Sessions, for his part, was the first senator to endorse Trump in the 2016 Republican primaries while other prominent lawmakers kept the then real estate tycoon at a distance. At the time, Sessions was one of the most outspoken critics of immigration in the GOP, and Trump praised him as “a great man.”

Former U.S. Attorney General Jeff Sessions speaks to reporters during a campaign stop at Sweet Creek restaurant and farmers market, south of Montgomery, Ala., Monday, July 6, 2020. (Kim Chandler/AP Photo)
Former U.S. Attorney General Jeff Sessions. (Kim Chandler/AP Photo)

“He’s really the expert as far as I’m concerned on borders, on so many things,” Trump said of Sessions at the February 2016 rally where they announced the endorsement.

If Sessions were to pull out a surprise win, it would not be the first embarrassment for Trump in Alabama, a deeply conservative state that Trump won by 28 points in the 2016 election. In 2017, Trump endorsed incumbent Sen. Luther Strange in a special election primary to fill the seat vacated by Sessions when he was appointed attorney general.

But Strange lost to Roy Moore, the far-right former chief justice of the Alabama Supreme Court. Trump then endorsed Moore in the general election against Democrat Doug Jones, a former U.S. attorney. Moore lost after several women alleged he had engaged in sexual misconduct with them when they were minors.
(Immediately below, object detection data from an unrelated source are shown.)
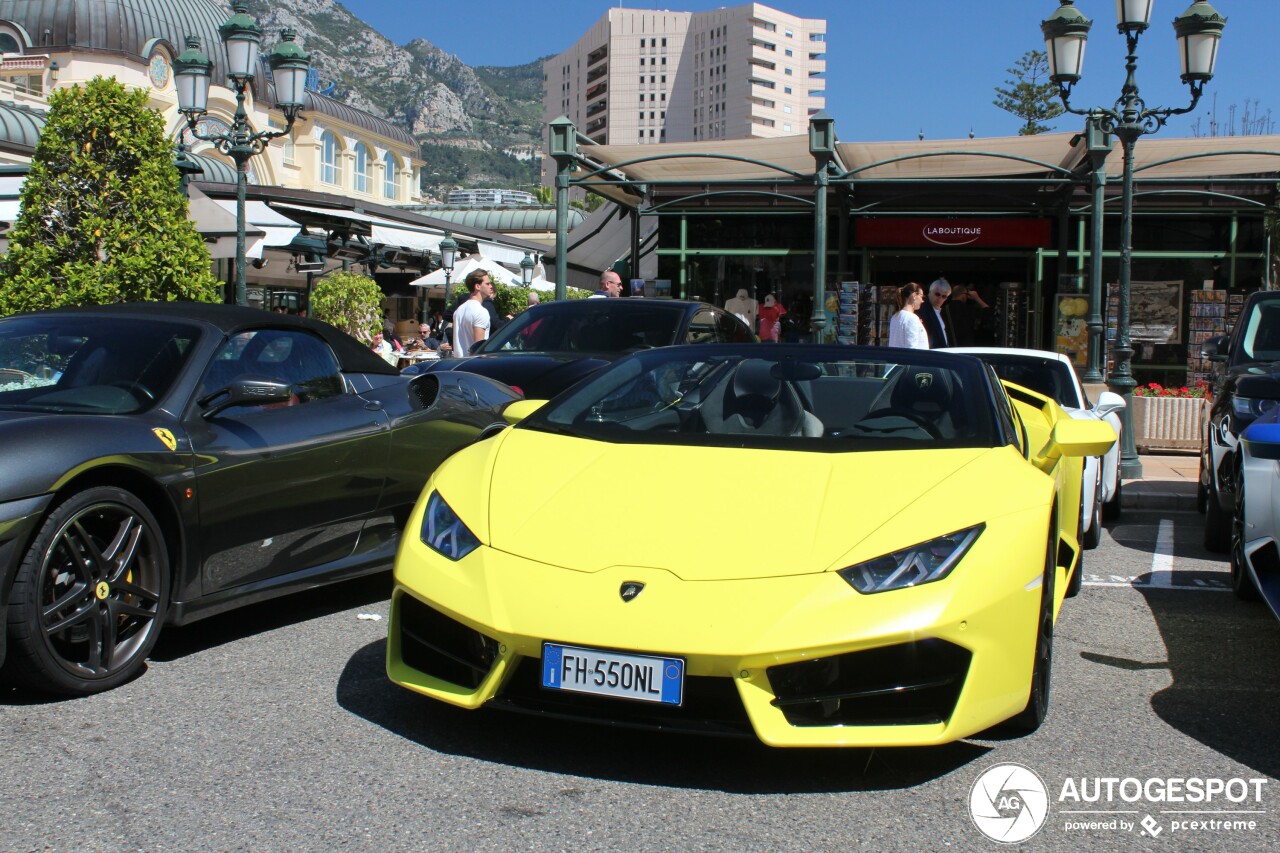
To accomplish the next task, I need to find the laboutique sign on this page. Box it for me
[854,219,1051,248]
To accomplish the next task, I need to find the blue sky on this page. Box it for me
[344,0,1280,142]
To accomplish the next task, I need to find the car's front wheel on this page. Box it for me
[1102,471,1124,521]
[6,487,169,695]
[1204,471,1231,553]
[1230,453,1262,601]
[1080,479,1102,549]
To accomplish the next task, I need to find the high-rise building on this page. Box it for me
[543,3,827,145]
[445,190,538,207]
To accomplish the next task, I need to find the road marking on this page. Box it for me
[1151,519,1174,589]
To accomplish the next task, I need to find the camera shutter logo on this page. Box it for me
[969,765,1048,844]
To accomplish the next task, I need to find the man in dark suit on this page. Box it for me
[916,278,955,350]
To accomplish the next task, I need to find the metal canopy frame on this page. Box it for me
[549,113,1280,343]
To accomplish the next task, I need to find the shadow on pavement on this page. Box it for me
[1140,589,1280,777]
[337,640,988,794]
[0,571,390,707]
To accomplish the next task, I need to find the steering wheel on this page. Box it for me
[859,406,942,438]
[109,379,156,402]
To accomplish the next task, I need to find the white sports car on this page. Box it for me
[1230,377,1280,617]
[950,347,1125,548]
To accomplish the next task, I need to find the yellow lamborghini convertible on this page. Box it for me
[387,345,1115,747]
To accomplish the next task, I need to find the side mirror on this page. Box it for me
[196,379,293,420]
[1034,419,1116,471]
[1093,391,1125,416]
[1201,334,1230,361]
[502,400,547,424]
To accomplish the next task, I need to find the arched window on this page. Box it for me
[352,142,370,192]
[320,131,342,186]
[383,151,399,199]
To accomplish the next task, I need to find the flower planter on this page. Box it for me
[1133,396,1208,451]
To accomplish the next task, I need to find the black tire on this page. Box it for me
[1085,483,1102,548]
[5,487,169,695]
[1064,551,1084,598]
[1204,468,1231,553]
[1230,452,1262,601]
[1001,527,1057,735]
[1102,473,1124,521]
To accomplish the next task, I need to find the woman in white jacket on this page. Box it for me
[888,282,929,350]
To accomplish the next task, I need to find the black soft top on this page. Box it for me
[11,302,399,375]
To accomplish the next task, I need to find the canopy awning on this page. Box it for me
[217,199,302,259]
[579,134,815,185]
[550,204,658,291]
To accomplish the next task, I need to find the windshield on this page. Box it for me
[521,345,1004,452]
[0,314,200,415]
[480,300,685,352]
[1233,300,1280,364]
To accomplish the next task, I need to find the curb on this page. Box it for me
[1120,480,1196,512]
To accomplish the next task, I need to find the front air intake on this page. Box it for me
[768,639,973,726]
[397,594,498,689]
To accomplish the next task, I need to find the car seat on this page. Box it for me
[873,365,955,435]
[701,359,823,437]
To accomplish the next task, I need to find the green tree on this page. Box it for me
[0,77,218,315]
[992,50,1064,136]
[307,270,383,343]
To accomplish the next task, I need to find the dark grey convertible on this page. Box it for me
[0,304,517,695]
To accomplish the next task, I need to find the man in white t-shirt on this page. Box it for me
[453,269,494,357]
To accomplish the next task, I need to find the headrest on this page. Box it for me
[892,366,951,409]
[733,359,782,402]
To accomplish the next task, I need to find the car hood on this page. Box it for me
[435,429,1052,580]
[0,410,189,500]
[453,352,623,400]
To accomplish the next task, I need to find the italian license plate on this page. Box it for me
[543,643,685,704]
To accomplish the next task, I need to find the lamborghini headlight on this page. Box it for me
[1231,396,1276,423]
[420,492,480,560]
[840,524,987,596]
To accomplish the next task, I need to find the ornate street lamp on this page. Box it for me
[1041,0,1226,479]
[440,231,458,286]
[809,110,836,341]
[520,251,535,287]
[174,0,311,305]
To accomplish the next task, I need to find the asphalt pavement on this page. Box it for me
[0,457,1280,853]
[1120,453,1199,511]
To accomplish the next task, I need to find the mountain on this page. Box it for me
[241,0,543,195]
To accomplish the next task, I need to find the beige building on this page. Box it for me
[0,0,422,205]
[543,3,827,145]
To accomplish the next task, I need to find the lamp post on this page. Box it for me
[440,231,458,289]
[809,111,836,341]
[173,0,310,305]
[419,231,458,325]
[1041,0,1226,479]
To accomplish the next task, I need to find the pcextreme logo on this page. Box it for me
[969,763,1268,844]
[969,765,1048,844]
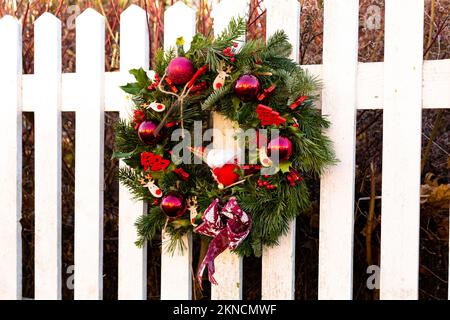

Moore’s loss to Jones marked the first time Alabama had sent a Democrat to the Senate in more than 20 years. Jones is now considered the Democratic senator most likely to lose a bid for reelection this November, in large part because the state is so conservative.

Critics say Tuberville, after receiving Trump’s endorsement, has done little to actively campaign for the seat. He refused to debate Sessions, the Wall Street Journal reported that he has not spoken to reporters in the state for several weeks and his pinned tweet is still from March 10, touting the president’s decision to back him that day.

“Tuberville has not even run a campaign,” Curt Anderson, a Sessions campaign consultant, told Yahoo News. “He doesn’t talk to the press. He won’t talk to the voters. He won’t debate. He literally is not a candidate.”

U.S. President Donald Trump speaks to the media as he departs for Walter Reed National Military Medical Center from the White House on July 11, 2020 in Washington, DC. (Joshua Roberts/Getty Images)
President Trump addresses the media on Saturday. (Joshua Roberts/Getty Images)

“He is just a vessel for Trump and Trump’s ire at Sessions. It’s the most bizarre thing you’ve ever seen,” Anderson said.

In a dig at Tuberville, Anderson said he would have advised the former football coach, who has never held political office, to duck debates as well.

“He would get destroyed [in a debate]. He made the right decision there, unfortunately,” Anderson said.

The Tuberville campaign has not responded to a request for comment.